Highly implausible, post-election "corrections" in just three Democratic precincts -- Two Harbors, Mountain Iron and Partridge Township -- cost Coleman 446 votes. But I note that Ritchie doesn't propose deferring to the election night totals there. The Minneapolis Star Tribune attributed the 436-vote "correction" in Franken's favor to "exhausted county officials." Were they more exhausted in those three precincts than in Dinkytown? Either the post-election tally is better than the election night tally or it isn't. Cherry-picking only those election night results Ritchie likes isn't an attempt to get an accurate vote-count; it's an attempt to get a Democrat in the U.S. Senate.

On December 18, 2008, Coulter wrote (link) that “No matter how many times Democrats steal elections, Republicans keep thinking the next time will be different. Minnesota is famously clean, isn't it? It must different.

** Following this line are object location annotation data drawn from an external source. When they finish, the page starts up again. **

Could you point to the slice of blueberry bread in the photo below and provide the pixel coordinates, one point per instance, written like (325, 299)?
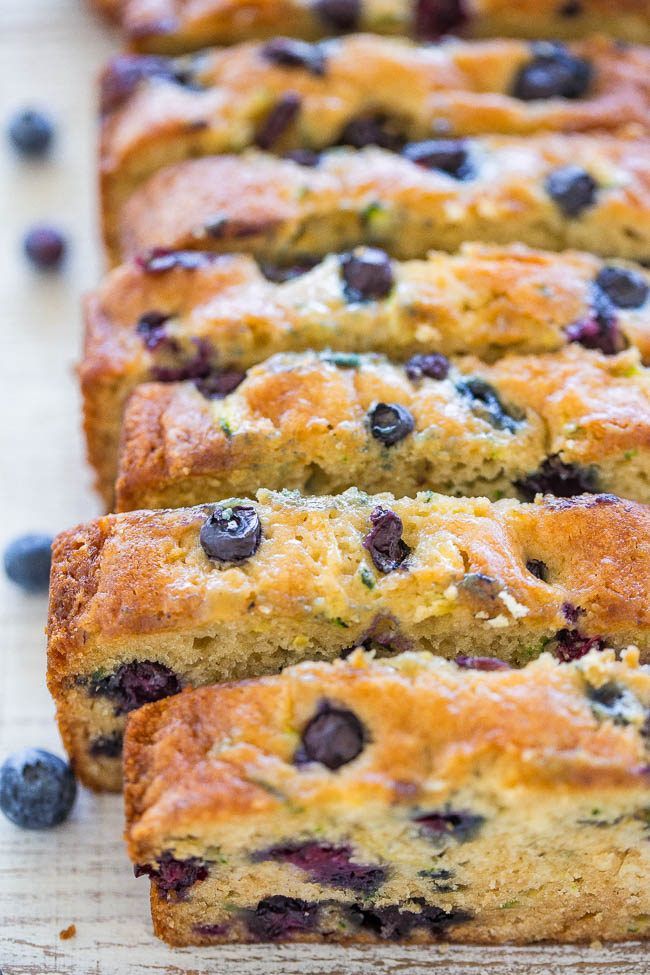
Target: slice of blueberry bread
(147, 603)
(201, 317)
(411, 800)
(321, 423)
(554, 191)
(287, 96)
(174, 26)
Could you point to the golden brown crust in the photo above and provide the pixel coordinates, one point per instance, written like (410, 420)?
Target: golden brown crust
(303, 422)
(174, 26)
(457, 89)
(279, 210)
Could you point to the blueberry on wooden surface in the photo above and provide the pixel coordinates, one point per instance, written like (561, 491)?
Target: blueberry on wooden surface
(44, 247)
(37, 789)
(31, 133)
(27, 562)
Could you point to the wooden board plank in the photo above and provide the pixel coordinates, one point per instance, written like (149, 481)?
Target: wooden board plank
(49, 54)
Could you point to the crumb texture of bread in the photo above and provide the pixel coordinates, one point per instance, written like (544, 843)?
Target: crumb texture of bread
(357, 90)
(405, 800)
(175, 26)
(552, 191)
(325, 574)
(218, 314)
(323, 423)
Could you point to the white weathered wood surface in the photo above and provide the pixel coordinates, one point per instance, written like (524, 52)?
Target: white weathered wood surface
(79, 874)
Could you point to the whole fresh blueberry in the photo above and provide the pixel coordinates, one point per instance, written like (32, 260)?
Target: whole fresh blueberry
(552, 72)
(367, 274)
(450, 156)
(289, 53)
(572, 189)
(37, 789)
(231, 534)
(624, 287)
(27, 562)
(338, 15)
(333, 737)
(31, 132)
(45, 247)
(390, 423)
(384, 541)
(433, 366)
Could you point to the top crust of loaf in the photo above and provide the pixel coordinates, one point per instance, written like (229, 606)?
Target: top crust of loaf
(211, 756)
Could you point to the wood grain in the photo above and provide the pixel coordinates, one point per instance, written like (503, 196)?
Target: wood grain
(49, 54)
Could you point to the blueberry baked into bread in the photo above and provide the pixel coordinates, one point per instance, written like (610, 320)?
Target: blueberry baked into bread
(145, 604)
(180, 25)
(554, 191)
(409, 800)
(201, 317)
(321, 423)
(286, 96)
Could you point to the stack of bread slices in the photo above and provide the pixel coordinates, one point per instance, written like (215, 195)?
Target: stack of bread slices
(368, 390)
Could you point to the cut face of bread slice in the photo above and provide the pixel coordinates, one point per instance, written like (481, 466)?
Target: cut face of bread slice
(284, 96)
(553, 191)
(145, 604)
(174, 26)
(409, 800)
(198, 316)
(324, 423)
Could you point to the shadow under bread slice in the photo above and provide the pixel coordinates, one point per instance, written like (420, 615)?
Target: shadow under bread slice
(207, 318)
(174, 26)
(284, 96)
(554, 191)
(564, 423)
(403, 800)
(147, 603)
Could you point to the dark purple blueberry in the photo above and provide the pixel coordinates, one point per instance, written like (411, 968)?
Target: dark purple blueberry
(461, 825)
(289, 53)
(159, 260)
(151, 326)
(433, 18)
(393, 923)
(27, 562)
(277, 274)
(572, 189)
(304, 157)
(106, 746)
(481, 663)
(338, 15)
(31, 133)
(384, 540)
(172, 877)
(329, 865)
(435, 365)
(557, 478)
(37, 789)
(390, 423)
(45, 247)
(367, 274)
(333, 737)
(537, 568)
(572, 645)
(450, 156)
(278, 918)
(231, 534)
(484, 401)
(217, 384)
(372, 130)
(136, 683)
(624, 287)
(552, 72)
(278, 120)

It's not different. It's still the Democrats.”

In a previous post here (link) on November 8, 2008, I wrote about this attempt by Democrats to steal the Minnesota senate election: “We’ve seen this recently in 2000 in Florida, and in 2004 in the Washington state governor’s race. The playbook is the same: after official vote counts show the Republican winning by a very narrow margin, previously submitted vote totals are ‘revised’ and new votes are found that had been ‘overlooked.’ Past Republican surrenders to this assault have been instructive, and no doubt provocative, to some Democrats, who apparently think they can outlast and outmaneuver most Republicans in the inevitable exhaustive court fight.” In the 2004 Washington state contest for governor, Republican Dino Rossi declined to challenge the stolen election in court, and decided to move on with his life. He then ran again against the now-incumbent governor Democrat Christine Gregoire in 2008 and lost by over 6 percentage points amidst the Obama voter surge. Most Washington state voters either forgot to punish Democrats for their immorality in stealing the 2004 election or they endorsed it.

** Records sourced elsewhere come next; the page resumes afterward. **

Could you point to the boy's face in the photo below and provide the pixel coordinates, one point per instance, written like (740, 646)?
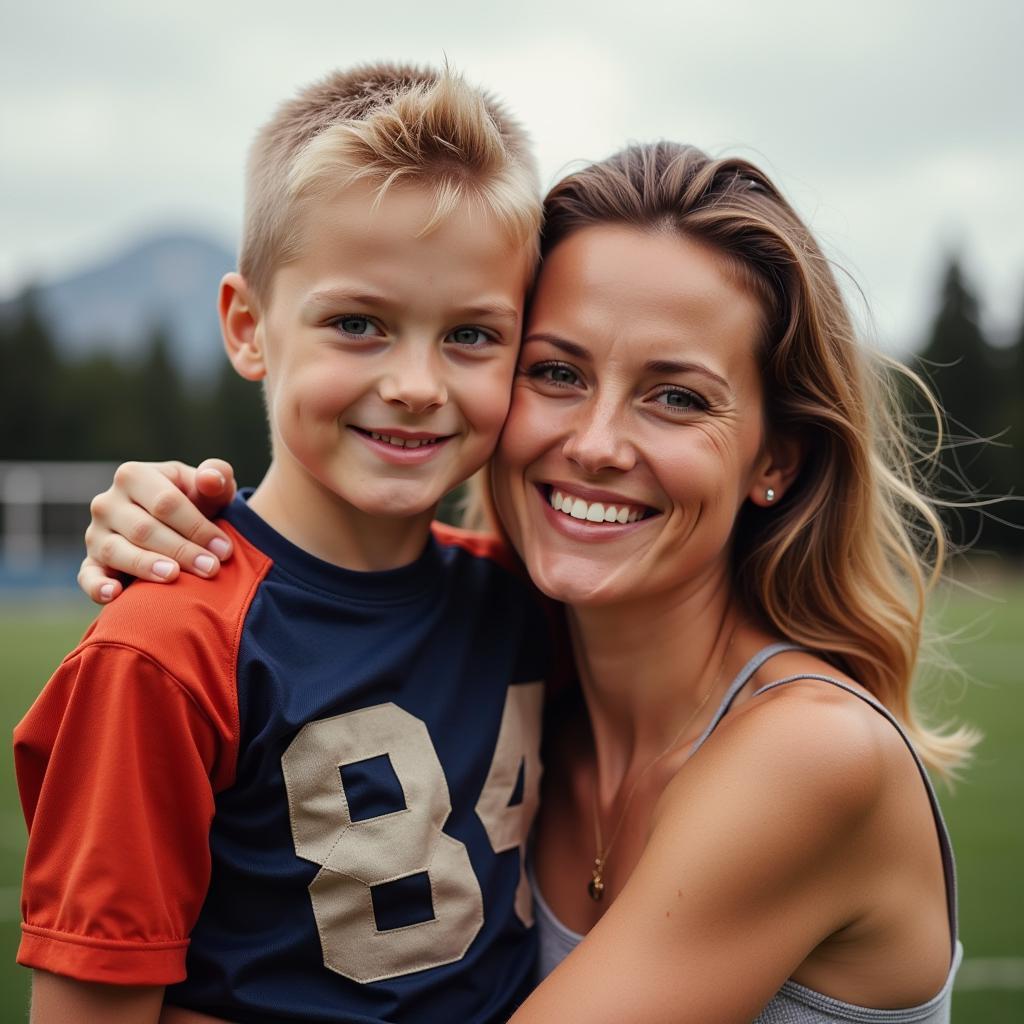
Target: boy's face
(389, 357)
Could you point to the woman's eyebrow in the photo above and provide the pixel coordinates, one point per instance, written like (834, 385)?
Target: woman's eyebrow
(669, 367)
(569, 347)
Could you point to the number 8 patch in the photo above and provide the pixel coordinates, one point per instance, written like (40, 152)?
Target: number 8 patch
(403, 850)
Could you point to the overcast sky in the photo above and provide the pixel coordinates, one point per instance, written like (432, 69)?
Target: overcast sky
(897, 128)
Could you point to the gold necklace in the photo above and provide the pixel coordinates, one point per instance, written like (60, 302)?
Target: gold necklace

As we know, weakness is provocative. So now in Minnesota, encouraged by the Washington state experience, Democrats try once again, brazenly in broad daylight, to steal an election. Liberals avert their eyes, thinking that election cheating is a small price to pay to secure another Senate seat for their self-defined morally-superior Democrat party.

First paragraph expanded at 10:44 p.m. on Jan 1.